FierceWireless is wrapping up an eventful 2016 by taking a hard look at five of the most important trends and developments that emerged in the market this year. Today’s final installment in the series documents what was a brutal year in the telecom gear market for Ericsson and Nokia.
The news: Investors hoping Ericsson would turn things around quickly after Hans Vestberg stepped down as CEO in July couldn’t have been pleased with how the rest of the year played out. Vestberg was ousted less than a week after the company posted a 26 percent year-over-year drop in net sales during the second quarter, and things didn’t get much better in the following months. Ericsson announced plans in October to slash 3,000 jobs in its native Sweden due to weak demand, and a week later the company sent shares plunging after it reported a 14 percent year-over-year drop in sales. Things got worse this month on reports that Ericsson is considering cutting 1,000 more jobs in Italy after losing a key contract there.
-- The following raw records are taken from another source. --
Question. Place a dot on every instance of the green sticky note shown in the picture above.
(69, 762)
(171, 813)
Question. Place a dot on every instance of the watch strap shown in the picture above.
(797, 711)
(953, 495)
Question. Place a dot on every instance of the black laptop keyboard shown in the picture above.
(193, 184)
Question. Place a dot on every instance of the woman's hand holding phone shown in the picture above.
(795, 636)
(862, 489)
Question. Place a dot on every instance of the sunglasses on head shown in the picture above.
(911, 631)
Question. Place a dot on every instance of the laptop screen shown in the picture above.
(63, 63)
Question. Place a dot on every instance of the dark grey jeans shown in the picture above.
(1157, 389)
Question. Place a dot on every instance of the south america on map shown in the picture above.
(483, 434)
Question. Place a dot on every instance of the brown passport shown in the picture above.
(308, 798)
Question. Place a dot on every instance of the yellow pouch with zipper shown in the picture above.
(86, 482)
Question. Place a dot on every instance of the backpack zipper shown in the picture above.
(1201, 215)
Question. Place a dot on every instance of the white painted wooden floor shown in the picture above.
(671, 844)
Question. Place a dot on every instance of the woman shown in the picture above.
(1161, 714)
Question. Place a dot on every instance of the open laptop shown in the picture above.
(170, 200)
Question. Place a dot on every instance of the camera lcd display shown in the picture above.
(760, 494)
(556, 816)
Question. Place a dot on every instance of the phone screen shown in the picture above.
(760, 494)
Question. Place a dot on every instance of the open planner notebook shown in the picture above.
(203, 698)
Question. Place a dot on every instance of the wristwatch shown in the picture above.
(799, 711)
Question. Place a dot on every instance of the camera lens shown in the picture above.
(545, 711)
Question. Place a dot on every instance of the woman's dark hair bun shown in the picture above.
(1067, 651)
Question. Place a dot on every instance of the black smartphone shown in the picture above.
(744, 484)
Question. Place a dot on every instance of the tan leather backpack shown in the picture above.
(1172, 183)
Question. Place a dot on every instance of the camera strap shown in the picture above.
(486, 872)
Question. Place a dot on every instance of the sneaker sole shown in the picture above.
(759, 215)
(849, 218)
For its part, Nokia finished 2015 on a high note, posting an operating profit of 14.6 percent in its network gear business in the final quarter of the year, but its early-year warning that sales would slow came to pass. First-quarter net sales were down 8 percent year over year and shy of analysts’ estimates, and the company followed that with a second straight quarterly loss during the subsequent period. Things didn’t improve much in the third quarter as sales fell to $6.5 billion led by a 12 percent drop in network revenue.
What it means: Both Ericsson and Nokia are being battered by a worldwide market for telecom gear that faces significant headwinds on multiple levels. A difficult worldwide economy has made it difficult for carriers in emerging markets to continue to finance 4G build-outs, while operators in North America, Western Europe and even China have largely completed their LTE deployments and have tightened their belts in advance of 5G, which is sure to require significant investments. And while a flurry of activity is occurring to test next-generation services, large-scale deployments aren’t likely to launch for another two to three years.
Meanwhile, two Chinese vendors have emerged as major players in the worldwide telecom gear segment. Huawei continues to gain ground in major markets around the globe – with the notable exception of the U.S., of course – and ZTE is making progress as well, and may have won the Hutchison and VimpelCom deal that Ericsson lost in Italy.
Indeed, IHS Market recently said 2016 looks to be the first year of decline of 2G/3G/4G macrocell deployments, and Huawei dethroned Ericsson to become the top player in the space in the third quarter.
Both Ericsson and Nokia have begun to respond to the challenging market by looking to sell their wares to companies outside the traditional telco market, Ovum’s Daryl Schoolar recently wrote. The companies are looking at potential customers including public-sector agencies, businesses with largescale technology needs, and “web-scale and alternative service providers” to offset waning telecom sales, according to Schoolar.
The long-term viability for both vendors may lie less in shifting their customer focus, though, than in evolving their gear strategies. IHS said in its recent report that “the shift from hardware to software in the global mobile infrastructure market is well underway,” with worldwide software revenue growing 17 percent in 2015 year over year.
“The transition to software is happening, and software will sustain the entire mobile equipment market until 5G kicks in, creating an inflection point and bringing some much-needed growth – though moderate at best,” IHS said.